LaNua

23 Oct 2012 in Dance & Drama, General, Highland

Ardross Community Hall, 19 October 2012

A LENGTH of white material scattered with pebbles and more fabric scrunched into the shape of a torc form the performance site for the four dancers of Edinburgh-based LaNua.

THE audience sits, waiting, each holding a pebble. Two scarlet-sashed dancers enter, moving gracefully and very slowly to a gamelan-style soundtrack. Smooth, strong, slow movement is the true test of a dancer’s skill, far more so than the showy leaps and fast turns that usually earn applause; they pass it effortlessly.

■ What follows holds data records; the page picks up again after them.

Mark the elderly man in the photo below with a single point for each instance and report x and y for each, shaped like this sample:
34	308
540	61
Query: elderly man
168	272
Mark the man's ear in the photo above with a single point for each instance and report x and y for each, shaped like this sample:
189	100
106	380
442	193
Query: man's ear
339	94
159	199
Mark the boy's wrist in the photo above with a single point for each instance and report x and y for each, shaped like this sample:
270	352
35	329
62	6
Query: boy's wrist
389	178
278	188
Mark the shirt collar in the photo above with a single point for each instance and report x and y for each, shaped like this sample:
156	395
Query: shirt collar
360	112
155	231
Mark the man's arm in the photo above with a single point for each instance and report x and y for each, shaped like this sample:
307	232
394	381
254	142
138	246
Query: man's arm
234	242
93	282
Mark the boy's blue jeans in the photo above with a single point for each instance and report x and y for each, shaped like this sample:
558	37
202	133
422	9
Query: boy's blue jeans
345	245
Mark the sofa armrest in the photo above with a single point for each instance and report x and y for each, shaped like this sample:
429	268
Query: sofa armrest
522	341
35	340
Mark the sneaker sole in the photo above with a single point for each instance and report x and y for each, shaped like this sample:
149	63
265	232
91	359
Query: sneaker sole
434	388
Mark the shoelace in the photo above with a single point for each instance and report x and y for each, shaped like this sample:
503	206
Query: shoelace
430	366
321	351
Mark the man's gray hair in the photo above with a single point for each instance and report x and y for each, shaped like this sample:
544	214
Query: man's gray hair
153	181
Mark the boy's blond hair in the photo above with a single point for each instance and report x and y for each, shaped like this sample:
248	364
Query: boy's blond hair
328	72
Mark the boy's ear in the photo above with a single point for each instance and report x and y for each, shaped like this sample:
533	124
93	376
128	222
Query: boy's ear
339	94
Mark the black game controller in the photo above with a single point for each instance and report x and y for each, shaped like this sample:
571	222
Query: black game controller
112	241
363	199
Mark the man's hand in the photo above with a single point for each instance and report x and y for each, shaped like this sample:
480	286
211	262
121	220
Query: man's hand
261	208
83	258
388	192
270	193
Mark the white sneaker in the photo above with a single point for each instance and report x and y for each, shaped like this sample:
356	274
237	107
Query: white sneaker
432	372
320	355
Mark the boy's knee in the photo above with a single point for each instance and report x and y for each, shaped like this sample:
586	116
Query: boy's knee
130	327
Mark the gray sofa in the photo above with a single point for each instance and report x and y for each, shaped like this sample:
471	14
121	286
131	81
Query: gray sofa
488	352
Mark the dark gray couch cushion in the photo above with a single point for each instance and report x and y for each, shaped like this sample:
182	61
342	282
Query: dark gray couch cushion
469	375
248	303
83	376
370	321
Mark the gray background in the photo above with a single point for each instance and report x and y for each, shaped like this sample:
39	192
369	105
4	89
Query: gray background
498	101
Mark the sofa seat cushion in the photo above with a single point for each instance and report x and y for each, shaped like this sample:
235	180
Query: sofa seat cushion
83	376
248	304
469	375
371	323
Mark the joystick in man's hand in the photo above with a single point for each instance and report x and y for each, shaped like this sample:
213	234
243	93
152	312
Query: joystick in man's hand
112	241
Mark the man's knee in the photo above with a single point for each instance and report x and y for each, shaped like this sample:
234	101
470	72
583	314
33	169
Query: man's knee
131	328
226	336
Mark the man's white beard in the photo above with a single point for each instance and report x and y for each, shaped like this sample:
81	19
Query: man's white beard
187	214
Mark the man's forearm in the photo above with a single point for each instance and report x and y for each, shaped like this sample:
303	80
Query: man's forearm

Two more dancers join them and move along sinuous pathways that only they can see, tracing the spirals and curves of Zen gardens, perhaps.

Merav Israel’s choreography for enso flows naturally, with a dream-like feel where the meaning is tantalisingly just out of reach. Sometimes, strangely, it’s like watching a natural history documentary as movement sequences are repeated in fractal patterns, or danced in unison like little flocks of birds. Sometimes it’s like looking into a kaleidoscope, but with none of the showy artifice of a Busby Berkeley musical. Sometimes the movements are like involuntary reflexes.

enso by LaNua (photo A-Fotografy)

enso by LaNua (photo A-Fotografy)

The achievement of LaNua’s work is that it all feels satisfyingly ‘right’. It is rare to leave a dance performance feeling both refreshed and uplifted but as we file out, pausing to lay down a pebble at a place of our own choosing, before lingering outside to share our experience, it’s obvious that we all do. Inspiring, exceptional, beautiful and perfectly suited to the warm ambience of the Ardross Community Hall.